映画ライター・福本ジローによる、ハリウッドの大作から日本映画の小品までスポットを当てる新作映画専門批評サイト。

シークレット・チルドレン

otello2014-04-04

シークレット・チルドレン The Secret Children

監督 中島央
出演 オーガスト・コリエル/ジェイミー・ベルナデッテ/アリ・デ・ソーサ/サイモン・ソロズ/ルイ・デズセラン
ナンバー 54
批評 ネタばれ注意! 結末に触れています

滅びゆく運命なのは知っている、たとえ今を生き延びてもその先は明るくないことも分かっている。それでも知性と感情がある以上、最期まで精一杯命をまっとうしたい。だが、所詮は人間のコピーであり工業製品のように作られた身、立ち上がって戦うよりも息をひそめて隠れる道を選ぶ。物語はクローンが大量に生み出された社会で、政権の交代によって廃絶される立場となったクローンたちの愛と苦悩、哀しみと死を描く。外の世界には出られない、徐々に捜査の手は迫ってくる、極限の恐怖の中でクローンたちが示す個々の反応は、皮肉にも非常に“人間的”だった。

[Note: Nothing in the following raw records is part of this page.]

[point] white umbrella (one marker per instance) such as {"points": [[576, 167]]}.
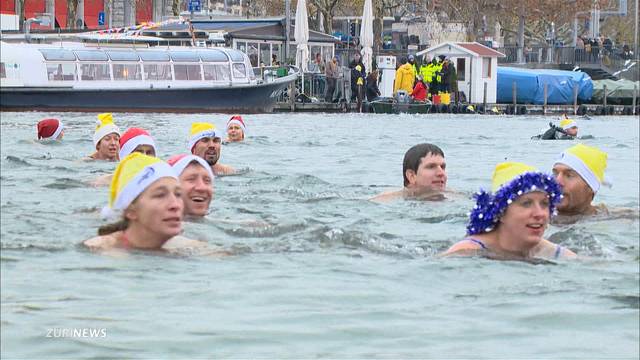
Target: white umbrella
{"points": [[366, 35], [302, 35]]}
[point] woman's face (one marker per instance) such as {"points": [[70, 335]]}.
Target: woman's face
{"points": [[197, 192], [526, 218], [159, 209], [235, 132]]}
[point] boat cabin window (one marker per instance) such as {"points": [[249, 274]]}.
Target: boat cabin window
{"points": [[123, 56], [94, 72], [157, 71], [187, 72], [58, 54], [184, 56], [236, 55], [213, 56], [91, 55], [239, 71], [61, 71], [127, 72], [154, 55], [216, 72]]}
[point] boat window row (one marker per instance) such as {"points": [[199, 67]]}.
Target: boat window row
{"points": [[204, 55], [67, 71]]}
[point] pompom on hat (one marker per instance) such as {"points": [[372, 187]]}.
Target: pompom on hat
{"points": [[510, 181], [104, 128], [237, 119], [134, 174], [134, 137], [181, 161], [200, 131], [568, 124], [588, 161], [49, 128]]}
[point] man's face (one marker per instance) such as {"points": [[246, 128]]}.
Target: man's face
{"points": [[209, 149], [577, 194], [108, 147], [431, 174], [573, 131]]}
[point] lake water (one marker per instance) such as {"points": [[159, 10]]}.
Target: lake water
{"points": [[318, 271]]}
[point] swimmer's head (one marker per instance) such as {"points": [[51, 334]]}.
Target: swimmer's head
{"points": [[196, 179], [137, 140], [50, 129], [424, 167]]}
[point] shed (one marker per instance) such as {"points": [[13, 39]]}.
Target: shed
{"points": [[475, 65]]}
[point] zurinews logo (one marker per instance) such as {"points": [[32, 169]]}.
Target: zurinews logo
{"points": [[77, 332]]}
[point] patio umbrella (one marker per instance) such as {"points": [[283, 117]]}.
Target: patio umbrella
{"points": [[366, 35], [302, 35]]}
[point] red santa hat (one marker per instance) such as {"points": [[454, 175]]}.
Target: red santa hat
{"points": [[49, 128], [237, 119], [132, 138]]}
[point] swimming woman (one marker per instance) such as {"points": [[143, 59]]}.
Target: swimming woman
{"points": [[510, 222]]}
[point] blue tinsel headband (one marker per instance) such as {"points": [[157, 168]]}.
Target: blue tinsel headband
{"points": [[489, 208]]}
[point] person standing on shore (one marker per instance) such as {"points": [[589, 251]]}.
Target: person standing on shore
{"points": [[331, 72]]}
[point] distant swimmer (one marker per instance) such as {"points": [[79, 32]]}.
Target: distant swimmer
{"points": [[425, 175], [205, 141], [137, 140], [580, 170], [568, 130], [196, 180], [50, 129], [146, 197], [133, 140], [106, 139], [236, 129], [509, 222]]}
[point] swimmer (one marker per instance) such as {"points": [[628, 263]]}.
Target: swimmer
{"points": [[425, 175], [106, 139], [205, 142], [133, 140], [136, 140], [196, 180], [580, 171], [235, 129], [147, 198], [50, 129], [509, 223]]}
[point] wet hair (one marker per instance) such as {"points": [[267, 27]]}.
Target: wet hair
{"points": [[413, 157]]}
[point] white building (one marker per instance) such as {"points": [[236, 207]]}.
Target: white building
{"points": [[475, 64]]}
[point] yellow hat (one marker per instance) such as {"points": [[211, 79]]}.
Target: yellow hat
{"points": [[588, 161], [133, 175], [568, 124], [200, 131], [506, 171], [105, 126]]}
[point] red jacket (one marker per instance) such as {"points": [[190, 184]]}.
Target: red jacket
{"points": [[419, 92]]}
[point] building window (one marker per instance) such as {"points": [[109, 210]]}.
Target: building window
{"points": [[461, 67], [486, 67], [187, 72], [157, 71], [61, 72], [239, 71], [216, 72], [94, 72]]}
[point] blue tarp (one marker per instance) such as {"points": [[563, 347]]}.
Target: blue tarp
{"points": [[530, 85]]}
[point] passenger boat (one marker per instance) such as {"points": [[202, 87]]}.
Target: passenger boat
{"points": [[90, 77]]}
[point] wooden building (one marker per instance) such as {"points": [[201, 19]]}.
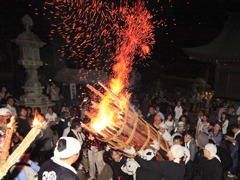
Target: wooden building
{"points": [[224, 53]]}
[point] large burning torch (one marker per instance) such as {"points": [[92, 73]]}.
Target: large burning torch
{"points": [[125, 129]]}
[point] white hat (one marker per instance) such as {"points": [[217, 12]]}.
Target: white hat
{"points": [[4, 111], [163, 125], [178, 152], [72, 147], [213, 150]]}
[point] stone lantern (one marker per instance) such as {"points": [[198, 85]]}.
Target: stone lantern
{"points": [[29, 45]]}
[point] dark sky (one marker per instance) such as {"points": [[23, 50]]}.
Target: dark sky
{"points": [[189, 23]]}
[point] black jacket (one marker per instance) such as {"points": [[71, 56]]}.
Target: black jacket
{"points": [[118, 174], [169, 169], [50, 168]]}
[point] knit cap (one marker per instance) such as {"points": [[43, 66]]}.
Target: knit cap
{"points": [[213, 150]]}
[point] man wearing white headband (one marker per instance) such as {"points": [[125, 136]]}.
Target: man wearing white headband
{"points": [[212, 168], [172, 169], [59, 167]]}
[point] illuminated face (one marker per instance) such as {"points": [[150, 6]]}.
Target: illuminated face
{"points": [[11, 102], [177, 141], [206, 153], [151, 110], [170, 156], [187, 138], [217, 128], [162, 130], [23, 113], [116, 156]]}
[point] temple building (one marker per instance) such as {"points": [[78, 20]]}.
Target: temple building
{"points": [[224, 53]]}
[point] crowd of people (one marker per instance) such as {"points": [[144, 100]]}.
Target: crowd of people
{"points": [[203, 139]]}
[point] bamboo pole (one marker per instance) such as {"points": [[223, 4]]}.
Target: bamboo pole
{"points": [[16, 155]]}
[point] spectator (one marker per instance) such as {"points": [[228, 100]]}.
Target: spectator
{"points": [[178, 111], [215, 134], [234, 148], [151, 114], [165, 134], [190, 144], [10, 105], [157, 122], [170, 122], [212, 168], [59, 167], [23, 126], [224, 122]]}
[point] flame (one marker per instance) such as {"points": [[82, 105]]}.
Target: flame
{"points": [[38, 120], [136, 33]]}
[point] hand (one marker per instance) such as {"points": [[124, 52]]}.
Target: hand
{"points": [[130, 151], [155, 145]]}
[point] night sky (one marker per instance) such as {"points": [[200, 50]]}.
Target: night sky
{"points": [[188, 23]]}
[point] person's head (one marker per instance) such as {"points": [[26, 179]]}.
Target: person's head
{"points": [[157, 108], [178, 103], [5, 114], [169, 116], [4, 89], [231, 109], [184, 118], [177, 140], [116, 155], [176, 153], [22, 111], [223, 116], [202, 140], [151, 110], [67, 149], [29, 110], [200, 113], [76, 125], [188, 136], [10, 101], [217, 127], [181, 127], [162, 127], [185, 112], [63, 108], [205, 118], [50, 110], [157, 119], [37, 110], [234, 128], [186, 155], [210, 151]]}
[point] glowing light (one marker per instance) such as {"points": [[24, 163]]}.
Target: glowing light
{"points": [[137, 33]]}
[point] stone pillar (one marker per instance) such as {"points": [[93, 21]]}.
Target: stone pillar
{"points": [[29, 45]]}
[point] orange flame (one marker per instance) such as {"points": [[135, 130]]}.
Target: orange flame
{"points": [[136, 33]]}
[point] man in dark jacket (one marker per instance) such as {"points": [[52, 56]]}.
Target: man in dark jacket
{"points": [[59, 167]]}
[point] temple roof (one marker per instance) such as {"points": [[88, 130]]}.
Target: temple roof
{"points": [[224, 48]]}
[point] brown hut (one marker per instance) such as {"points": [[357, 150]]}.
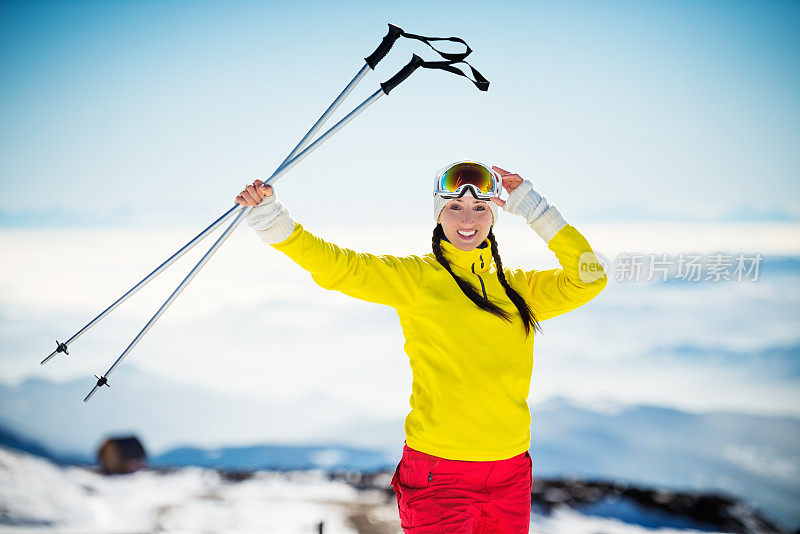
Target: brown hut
{"points": [[121, 455]]}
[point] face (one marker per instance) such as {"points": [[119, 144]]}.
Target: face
{"points": [[466, 221]]}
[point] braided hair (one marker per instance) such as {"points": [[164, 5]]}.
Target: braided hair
{"points": [[528, 318]]}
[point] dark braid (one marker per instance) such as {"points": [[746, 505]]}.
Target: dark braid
{"points": [[474, 295], [528, 318]]}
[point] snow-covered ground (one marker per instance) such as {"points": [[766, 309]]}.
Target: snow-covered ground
{"points": [[38, 496]]}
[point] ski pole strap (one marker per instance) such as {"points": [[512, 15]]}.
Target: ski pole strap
{"points": [[395, 32], [416, 62]]}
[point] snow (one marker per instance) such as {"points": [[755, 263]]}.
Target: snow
{"points": [[37, 496]]}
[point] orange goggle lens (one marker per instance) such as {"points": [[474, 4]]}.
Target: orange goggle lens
{"points": [[472, 174]]}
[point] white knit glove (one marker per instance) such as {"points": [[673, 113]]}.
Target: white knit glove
{"points": [[544, 218], [272, 222]]}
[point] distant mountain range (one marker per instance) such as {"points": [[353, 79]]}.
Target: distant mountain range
{"points": [[753, 457]]}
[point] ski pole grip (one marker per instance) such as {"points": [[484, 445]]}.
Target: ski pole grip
{"points": [[401, 76], [394, 34]]}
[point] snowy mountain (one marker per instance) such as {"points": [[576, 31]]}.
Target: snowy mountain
{"points": [[37, 494], [756, 458]]}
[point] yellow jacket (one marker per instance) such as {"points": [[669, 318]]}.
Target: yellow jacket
{"points": [[471, 369]]}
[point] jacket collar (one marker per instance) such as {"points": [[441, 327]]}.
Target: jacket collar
{"points": [[478, 259]]}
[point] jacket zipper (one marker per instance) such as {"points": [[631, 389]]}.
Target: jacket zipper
{"points": [[483, 287]]}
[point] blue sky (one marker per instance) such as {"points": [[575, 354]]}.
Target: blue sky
{"points": [[156, 113]]}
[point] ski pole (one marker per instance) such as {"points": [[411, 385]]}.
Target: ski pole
{"points": [[283, 169], [370, 62], [386, 88]]}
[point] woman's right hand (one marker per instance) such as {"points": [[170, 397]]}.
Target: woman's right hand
{"points": [[255, 193]]}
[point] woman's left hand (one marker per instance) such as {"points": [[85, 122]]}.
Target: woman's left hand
{"points": [[510, 181]]}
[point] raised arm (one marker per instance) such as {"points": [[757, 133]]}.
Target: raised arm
{"points": [[581, 276], [385, 279]]}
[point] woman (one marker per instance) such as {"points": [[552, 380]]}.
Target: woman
{"points": [[468, 324]]}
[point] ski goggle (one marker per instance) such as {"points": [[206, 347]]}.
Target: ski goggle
{"points": [[457, 179]]}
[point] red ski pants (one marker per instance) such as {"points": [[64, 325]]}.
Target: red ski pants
{"points": [[437, 495]]}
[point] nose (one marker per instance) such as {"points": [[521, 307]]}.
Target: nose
{"points": [[468, 218]]}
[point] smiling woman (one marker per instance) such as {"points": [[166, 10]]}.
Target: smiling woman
{"points": [[465, 462]]}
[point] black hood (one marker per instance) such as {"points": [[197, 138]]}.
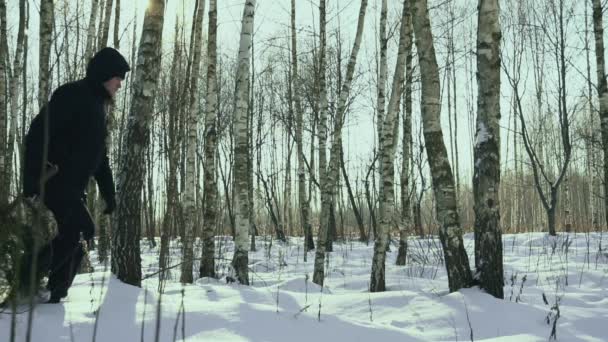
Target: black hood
{"points": [[106, 63]]}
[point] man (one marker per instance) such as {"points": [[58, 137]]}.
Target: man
{"points": [[73, 125]]}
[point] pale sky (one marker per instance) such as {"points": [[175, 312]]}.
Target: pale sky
{"points": [[272, 20]]}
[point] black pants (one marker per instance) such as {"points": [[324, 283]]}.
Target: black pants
{"points": [[66, 251]]}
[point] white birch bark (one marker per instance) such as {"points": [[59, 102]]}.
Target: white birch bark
{"points": [[47, 18], [241, 258], [319, 273], [406, 216], [450, 232], [105, 26], [303, 200], [191, 180], [207, 268], [486, 176], [329, 185], [382, 79], [388, 142], [91, 31], [4, 72], [602, 87], [14, 84]]}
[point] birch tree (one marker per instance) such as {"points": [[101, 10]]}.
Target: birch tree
{"points": [[191, 181], [407, 146], [4, 161], [602, 86], [329, 183], [47, 18], [14, 83], [486, 176], [90, 43], [304, 202], [318, 274], [241, 257], [126, 260], [207, 267], [382, 79], [388, 143], [450, 232], [105, 26]]}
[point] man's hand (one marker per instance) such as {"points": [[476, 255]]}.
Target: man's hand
{"points": [[110, 205]]}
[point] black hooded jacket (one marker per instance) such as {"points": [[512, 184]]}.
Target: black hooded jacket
{"points": [[76, 133]]}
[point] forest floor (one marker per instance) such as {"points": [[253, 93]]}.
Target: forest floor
{"points": [[550, 283]]}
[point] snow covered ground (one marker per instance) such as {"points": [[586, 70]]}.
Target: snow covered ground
{"points": [[283, 304]]}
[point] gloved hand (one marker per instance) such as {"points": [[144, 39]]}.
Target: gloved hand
{"points": [[110, 205]]}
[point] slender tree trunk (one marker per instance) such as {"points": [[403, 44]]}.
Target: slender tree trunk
{"points": [[304, 202], [47, 18], [388, 215], [105, 28], [382, 79], [191, 181], [126, 259], [486, 177], [406, 216], [241, 258], [14, 83], [353, 203], [116, 24], [4, 75], [91, 31], [602, 87], [450, 233], [207, 268], [328, 187], [319, 274]]}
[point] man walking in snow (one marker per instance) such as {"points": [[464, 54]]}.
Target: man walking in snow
{"points": [[71, 129]]}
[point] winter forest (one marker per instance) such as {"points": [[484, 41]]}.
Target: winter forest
{"points": [[419, 170]]}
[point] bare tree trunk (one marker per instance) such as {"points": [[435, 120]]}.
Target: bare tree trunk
{"points": [[241, 257], [207, 268], [388, 215], [91, 31], [116, 24], [602, 87], [331, 177], [105, 26], [382, 79], [191, 181], [4, 75], [126, 259], [450, 233], [304, 201], [318, 274], [406, 216], [14, 81], [486, 177], [353, 203], [47, 18]]}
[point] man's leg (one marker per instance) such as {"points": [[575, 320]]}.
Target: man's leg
{"points": [[72, 217]]}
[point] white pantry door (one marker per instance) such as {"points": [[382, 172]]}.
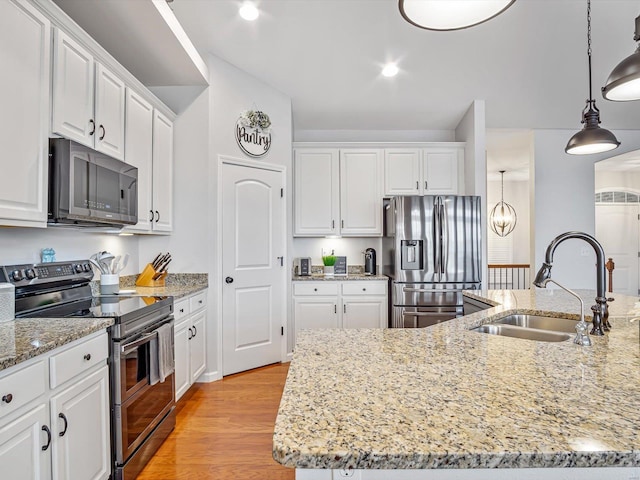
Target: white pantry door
{"points": [[617, 230], [253, 283]]}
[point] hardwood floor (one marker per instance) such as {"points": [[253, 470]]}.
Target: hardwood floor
{"points": [[224, 430]]}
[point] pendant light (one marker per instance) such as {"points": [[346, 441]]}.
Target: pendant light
{"points": [[624, 82], [592, 138], [502, 218], [445, 15]]}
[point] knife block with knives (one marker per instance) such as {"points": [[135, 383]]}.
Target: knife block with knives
{"points": [[155, 273]]}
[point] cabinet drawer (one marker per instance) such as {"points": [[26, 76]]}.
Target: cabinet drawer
{"points": [[181, 309], [364, 288], [21, 387], [77, 359], [315, 288], [198, 301]]}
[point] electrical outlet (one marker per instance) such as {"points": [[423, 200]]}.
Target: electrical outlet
{"points": [[345, 473]]}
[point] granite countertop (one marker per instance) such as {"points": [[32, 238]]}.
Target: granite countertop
{"points": [[340, 278], [25, 338], [446, 397], [177, 285]]}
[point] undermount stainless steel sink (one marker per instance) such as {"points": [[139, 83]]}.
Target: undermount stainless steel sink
{"points": [[522, 332], [542, 323]]}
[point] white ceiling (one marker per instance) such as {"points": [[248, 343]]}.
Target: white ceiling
{"points": [[528, 64]]}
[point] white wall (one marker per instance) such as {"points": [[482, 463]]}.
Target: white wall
{"points": [[471, 130], [563, 189], [233, 91], [23, 245], [374, 136]]}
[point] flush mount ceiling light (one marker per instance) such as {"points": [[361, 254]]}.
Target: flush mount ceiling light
{"points": [[502, 218], [445, 15], [249, 11], [390, 70], [623, 83], [592, 138]]}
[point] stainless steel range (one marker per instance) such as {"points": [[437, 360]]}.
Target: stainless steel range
{"points": [[141, 360]]}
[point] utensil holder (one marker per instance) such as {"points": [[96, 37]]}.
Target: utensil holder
{"points": [[145, 279], [109, 283]]}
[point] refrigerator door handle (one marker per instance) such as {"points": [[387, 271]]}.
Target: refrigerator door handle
{"points": [[436, 236], [443, 238]]}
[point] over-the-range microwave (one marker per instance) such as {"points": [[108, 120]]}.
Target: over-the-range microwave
{"points": [[89, 188]]}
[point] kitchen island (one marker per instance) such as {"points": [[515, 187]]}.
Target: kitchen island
{"points": [[415, 403]]}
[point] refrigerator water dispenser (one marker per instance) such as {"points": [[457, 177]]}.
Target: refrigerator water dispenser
{"points": [[411, 255]]}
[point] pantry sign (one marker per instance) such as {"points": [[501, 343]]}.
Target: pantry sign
{"points": [[253, 133]]}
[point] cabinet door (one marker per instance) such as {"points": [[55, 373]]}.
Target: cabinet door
{"points": [[311, 312], [21, 442], [24, 123], [81, 431], [402, 172], [197, 345], [361, 192], [73, 87], [181, 352], [138, 151], [316, 184], [364, 312], [162, 173], [440, 169], [109, 113]]}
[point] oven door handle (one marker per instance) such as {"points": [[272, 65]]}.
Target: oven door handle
{"points": [[136, 343], [429, 290]]}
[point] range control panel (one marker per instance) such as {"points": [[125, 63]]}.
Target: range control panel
{"points": [[43, 273]]}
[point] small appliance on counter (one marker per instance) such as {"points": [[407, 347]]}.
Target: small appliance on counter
{"points": [[302, 266], [369, 261]]}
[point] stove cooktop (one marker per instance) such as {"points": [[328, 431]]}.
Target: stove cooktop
{"points": [[114, 306]]}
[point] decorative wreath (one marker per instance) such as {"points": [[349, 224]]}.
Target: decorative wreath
{"points": [[255, 118]]}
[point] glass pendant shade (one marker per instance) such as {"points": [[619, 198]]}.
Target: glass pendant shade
{"points": [[623, 83], [503, 218], [451, 15]]}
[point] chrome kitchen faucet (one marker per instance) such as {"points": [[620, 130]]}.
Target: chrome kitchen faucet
{"points": [[600, 309]]}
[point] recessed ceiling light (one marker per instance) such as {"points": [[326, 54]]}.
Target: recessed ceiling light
{"points": [[249, 11], [390, 70]]}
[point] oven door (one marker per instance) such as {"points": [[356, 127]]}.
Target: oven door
{"points": [[139, 406]]}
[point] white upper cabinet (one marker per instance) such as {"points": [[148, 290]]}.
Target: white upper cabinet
{"points": [[24, 97], [109, 113], [361, 192], [162, 173], [338, 192], [139, 153], [88, 100], [440, 170], [432, 170], [402, 171], [316, 192]]}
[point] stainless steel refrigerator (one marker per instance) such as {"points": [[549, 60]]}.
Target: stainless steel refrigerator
{"points": [[431, 252]]}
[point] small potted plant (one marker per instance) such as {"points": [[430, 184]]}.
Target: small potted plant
{"points": [[329, 261]]}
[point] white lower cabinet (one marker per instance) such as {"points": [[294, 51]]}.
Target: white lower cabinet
{"points": [[60, 433], [190, 340], [340, 304], [81, 418], [22, 442]]}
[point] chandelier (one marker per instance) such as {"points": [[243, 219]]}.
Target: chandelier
{"points": [[502, 218]]}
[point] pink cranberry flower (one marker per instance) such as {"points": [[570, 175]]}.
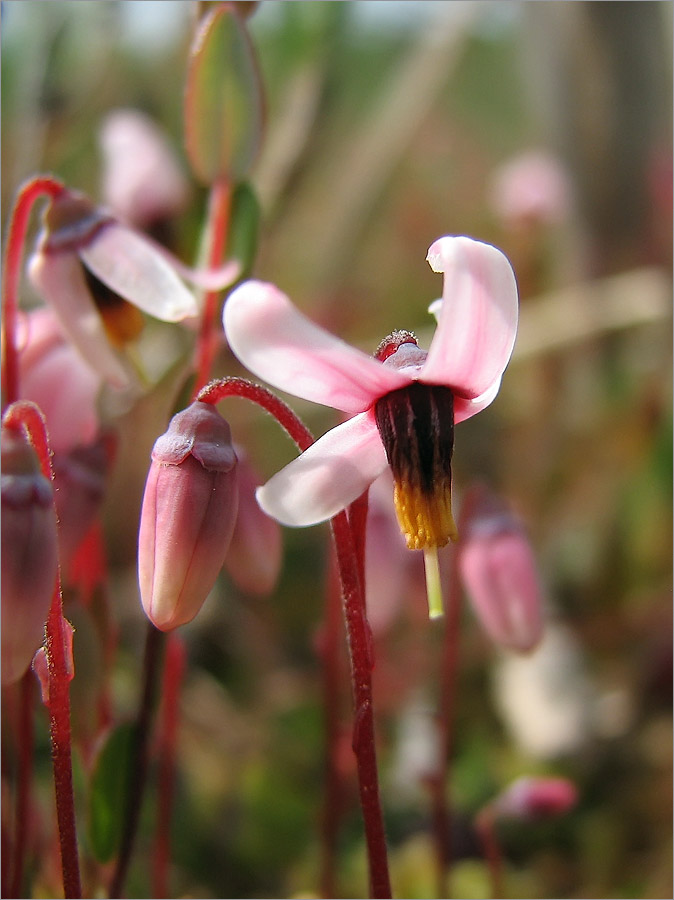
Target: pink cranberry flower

当局によるシークレット・チルドレン=クローンの拘束、処刑が行われるなか、セドリックとソフィアは数十か所あるといわれるクローンの隠れ家を運営していた。ある日、セドリックの方針に不満を持つギルが隠れ家の場所を捜査官に教えてしまう。

まだ絶望したわけではないが、もう逃げられないと覚悟も決めている。わずかな望みにすがりつこうとするが、叶うはずのない夢とあきらめてもいる。そんな、複雑な思い秘め、何とか隠遁生活を送っているクローンたちは必至で平静を保とうとしている。かつて人間から“友人”として扱われたのに、一方的に有害指定を受けた彼らの胸中を冷え切った映像が象徴し、政治や権力という大きなうねりに飲み込まれると、人間の権利を与えられていないクローンがいかに無力か、その悲しみを切ない音楽が訴える。そして“名誉人間”の地位欲しさに仲間を裏切ったギルの孤独が胸を締め付ける。

◆ネタばれ注意! 以下 結末に触れています◆

体制側による“異物”の排除は、当然ナチスによるホロコーストを想起させる。ユダヤ人を助けたドイツ人がいたのと同様、クローンに手を差し伸べる人間がいる。為政者に煽られた憎悪が世の中を席巻しても、善意や良心といった理性までは完全に奪えないのだ。子孫を残せないクローンたちにも未来はあると予感させるラストが救いだった。ただ、もう少しアクションを絡ませるなど、見せ方や展開に工夫が欲しかった。。。